Since the story focuses on Estella’s creation of Cruella, Beavan — as well as Nadia Stacey, Naomi Donne and Julia Vernon, who are nominated for Best Makeup and Hairstyling — were given the freedom to invent rather than replicate. Other than her signature black-and-white hair split, the Cruella canvas was waiting to be filled.
The fashion’s punk spirit invigorates the audience in each of Cruella’s looks. From the black masklike makeup that spells out “future” across Cruella’s face to the leather checkerboard jacket that evokes an air of sophisticated malevolence, Cruella breathes vintage inspiration for a contemporary audience, effusing the defiance built into punk fashion. Her looks urge viewers to step outside of the box, to actively create rather than blindly consume.
Even the physical construction of certain outfits holds true to the homemade feel and mixed meanings of punk fashion. To create Cruella’s multilayered dumpster dress, Beavan and her team simply attached a ton of fabric pieces to a long train of calico. Newspapers cover the front of the dress, redefining trash as high fashion while also recontextualizing the power that is imbued in the media. Together with Cruella’s bejeweled eyes and tiered Marie Antionette-esque hair, this look — which spends only moments on screen — communicates the power of sign systems and what can happen when their meanings evaporate.

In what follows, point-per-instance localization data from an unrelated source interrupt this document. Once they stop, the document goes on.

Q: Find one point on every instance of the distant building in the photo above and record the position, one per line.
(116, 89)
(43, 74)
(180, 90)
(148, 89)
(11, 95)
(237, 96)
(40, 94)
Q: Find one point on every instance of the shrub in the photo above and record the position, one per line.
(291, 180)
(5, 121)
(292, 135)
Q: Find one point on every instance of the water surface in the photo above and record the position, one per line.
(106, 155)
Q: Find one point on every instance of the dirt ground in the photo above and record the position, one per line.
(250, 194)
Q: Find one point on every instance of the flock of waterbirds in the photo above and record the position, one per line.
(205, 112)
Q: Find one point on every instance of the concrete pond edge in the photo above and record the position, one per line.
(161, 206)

Though Cruella’s looks are extravagant, Beavan grounds even the most intricate costumes in a sense of reality and accessibility, bringing high fashion to the everyday world through a DIY context. Her work dismantles the distant idealism of the star on screen, inviting viewers to construct their own unique aesthetic with recycled goods and everyday objects.
Early in the film, Estella goes shopping in a thrift store, eyeing one of the Baroness’ outdated dresses. She later makes a grand entrance as Cruella in a white hooded cape that bursts into flames; as the cape disintegrates, she unveils the same dress, now reconstructed. Though the flames add a gaudy quality to the scene (and a heavy handed metaphor), the reveal of the upcycled dress warrants dramatic attention. The scene shows how some of the best fashion pieces begin as old, out-of-style clothing items that simply need innovative influence to find new life.

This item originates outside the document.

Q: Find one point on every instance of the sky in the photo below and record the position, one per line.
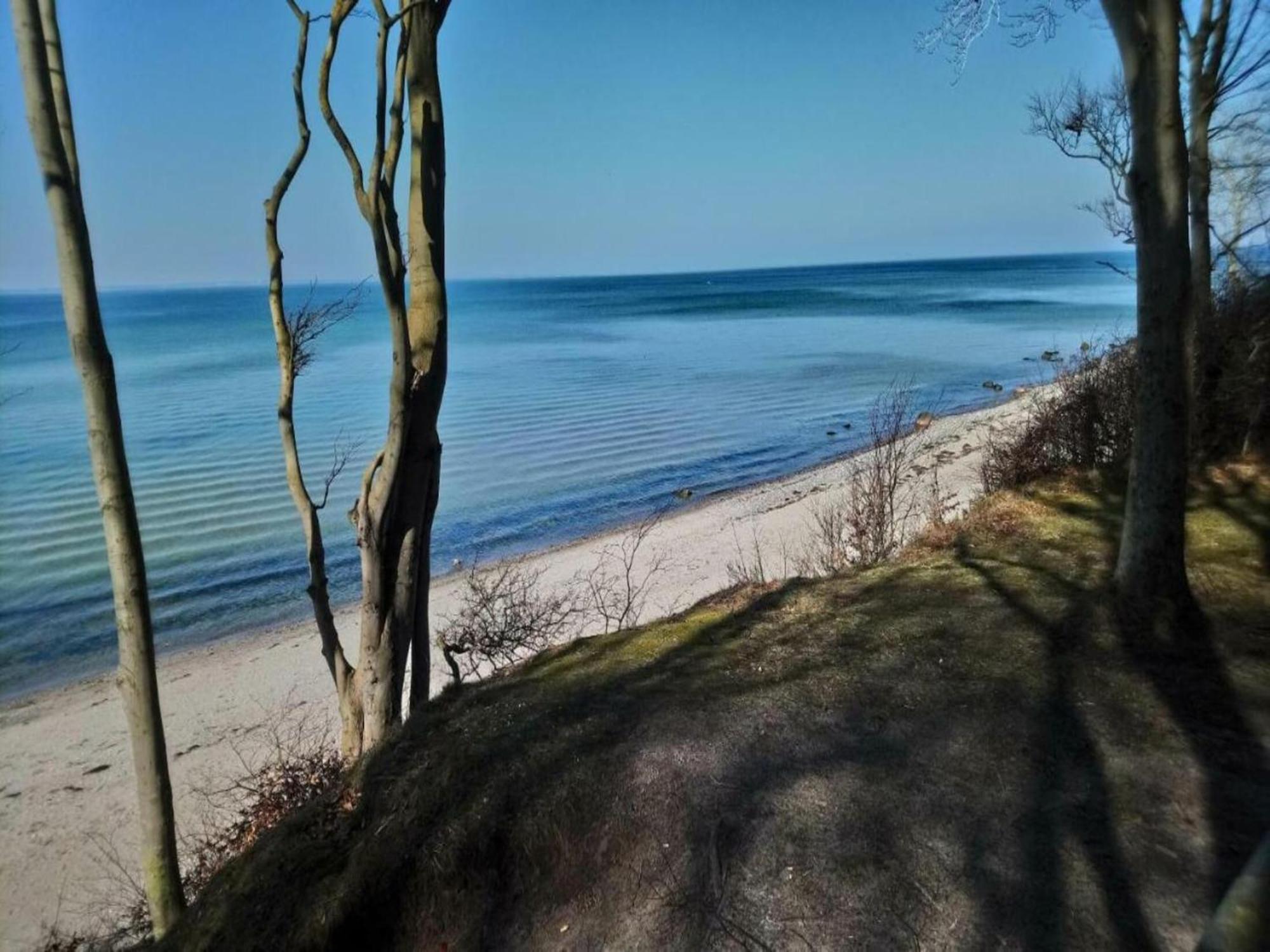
(584, 138)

Each look in “Cruella” is a reminder that fashion doesn’t retain just one meaning; it is a medium through which meaning is constantly in flux — an artistic portal in conversation with the past to reinvent the present. The film unearths fashion as a source of active inspiration and questioning, a fun way to play with the significance assigned to every texture, pattern and color.

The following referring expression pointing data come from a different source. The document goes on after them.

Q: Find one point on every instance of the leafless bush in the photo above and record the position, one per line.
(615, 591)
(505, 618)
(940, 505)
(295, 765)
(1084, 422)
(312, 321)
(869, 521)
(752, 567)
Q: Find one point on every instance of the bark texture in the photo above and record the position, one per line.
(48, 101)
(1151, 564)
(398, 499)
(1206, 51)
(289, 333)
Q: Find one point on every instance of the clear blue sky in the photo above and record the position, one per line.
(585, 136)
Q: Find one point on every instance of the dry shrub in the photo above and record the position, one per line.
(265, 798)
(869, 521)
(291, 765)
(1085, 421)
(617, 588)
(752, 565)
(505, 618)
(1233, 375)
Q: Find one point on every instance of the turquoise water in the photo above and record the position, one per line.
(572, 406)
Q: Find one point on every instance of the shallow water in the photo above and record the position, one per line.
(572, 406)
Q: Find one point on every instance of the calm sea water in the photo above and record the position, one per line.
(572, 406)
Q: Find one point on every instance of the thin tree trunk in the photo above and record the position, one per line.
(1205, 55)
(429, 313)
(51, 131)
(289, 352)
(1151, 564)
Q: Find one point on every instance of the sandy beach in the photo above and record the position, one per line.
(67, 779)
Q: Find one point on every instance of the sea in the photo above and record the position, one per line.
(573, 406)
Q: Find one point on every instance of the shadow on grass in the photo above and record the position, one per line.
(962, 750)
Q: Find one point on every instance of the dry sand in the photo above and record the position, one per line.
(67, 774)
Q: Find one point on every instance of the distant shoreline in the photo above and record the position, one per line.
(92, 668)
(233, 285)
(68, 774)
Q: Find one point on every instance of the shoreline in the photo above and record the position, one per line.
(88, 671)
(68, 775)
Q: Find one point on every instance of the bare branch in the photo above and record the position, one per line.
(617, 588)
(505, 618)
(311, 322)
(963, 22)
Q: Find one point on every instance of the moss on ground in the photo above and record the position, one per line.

As Beavan returns to the Oscars among celebrities clad in gowns and black ties, who knows how she will portray her kinetic anti-fashion sensibility? Whether she wins the award, she sewed a story with her creations and energized viewers to tell their own. And whether she perplexes the crowd in a motorcycle jacket or a flame-defying dress, she will inevitably evoke the confidence that there’s nothing more attractive than threading your own path.